Watching the shied core
Striking the basket, skidding across the floor,
Shows less and less of luck, and more and more

Of failure spreading back up the arm
Earlier and earlier, the unraised hand calm,
The apple unbitten in the palm.

— Philip Larkin, “As Bad as a Mile”

A colleague was using the Chrome DevTools MCP to “manually” test some features, watching GPT-5.2 via the Codex CLI interact with forms and buttons in real time.

He noticed the model getting stuck on UI quirks. A search box where pressing Escape closes the modal instead of clearing the text. The model tried Ctrl+A to select the text, but Ctrl+A doesn’t work in that particular MUI component. It kept trying. Why isn’t this working?

A human front-end developer would recognise this immediately. Ctrl+A doesn’t work here - must be a quirk of the framework. Back out, try something else.

The model thrashed. A human would have pivoted.

The FFmpeg thread

Then I saw this exchange on X.

Someone said Claude Code recovered 512GB of corrupted wedding footage - using PhotoRec, then FFmpeg to reconstruct video frames. “The power of Claude Code is insane.”

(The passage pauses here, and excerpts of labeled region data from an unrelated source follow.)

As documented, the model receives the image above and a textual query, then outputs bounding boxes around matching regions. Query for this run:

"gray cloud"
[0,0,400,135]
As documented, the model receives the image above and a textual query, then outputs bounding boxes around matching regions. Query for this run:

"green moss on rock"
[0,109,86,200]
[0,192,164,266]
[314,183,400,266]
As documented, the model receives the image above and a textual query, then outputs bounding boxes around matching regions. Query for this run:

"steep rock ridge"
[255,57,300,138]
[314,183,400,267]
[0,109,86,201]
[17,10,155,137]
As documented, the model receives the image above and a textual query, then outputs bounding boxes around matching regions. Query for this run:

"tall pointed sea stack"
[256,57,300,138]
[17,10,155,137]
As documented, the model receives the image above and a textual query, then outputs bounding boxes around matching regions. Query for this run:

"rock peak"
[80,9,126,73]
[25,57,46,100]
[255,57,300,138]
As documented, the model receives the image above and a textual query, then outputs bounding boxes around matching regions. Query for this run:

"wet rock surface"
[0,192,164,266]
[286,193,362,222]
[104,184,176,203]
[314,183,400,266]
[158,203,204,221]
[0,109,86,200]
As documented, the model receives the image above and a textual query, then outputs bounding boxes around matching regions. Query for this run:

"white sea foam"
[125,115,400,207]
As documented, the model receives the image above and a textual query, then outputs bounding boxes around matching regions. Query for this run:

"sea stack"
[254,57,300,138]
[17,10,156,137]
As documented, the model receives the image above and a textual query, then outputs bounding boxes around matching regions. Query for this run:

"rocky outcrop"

FFmpeg’s official account replied: 🤔

From the FFmpeg team’s perspective, this is probably standard incantations. The tools exist. The knowledge is documented. And yet “the power of Claude Code” gets the credit.

The user didn’t get stuck on the technical problem - they got stuck on activation energy. Not knowing where to start. Not knowing it was even possible. Who gets the credit is a separate question.

The symmetry

The Ctrl+A quirk? Trivial to a front-end developer. The FFmpeg recovery? Trivial to a model trained on millions of terminal sessions. Each hit walls the other wouldn’t have.

I suspect activation energy - knowing you can get past something, knowing where to start - is now the primary blocker for a large percentage of problems.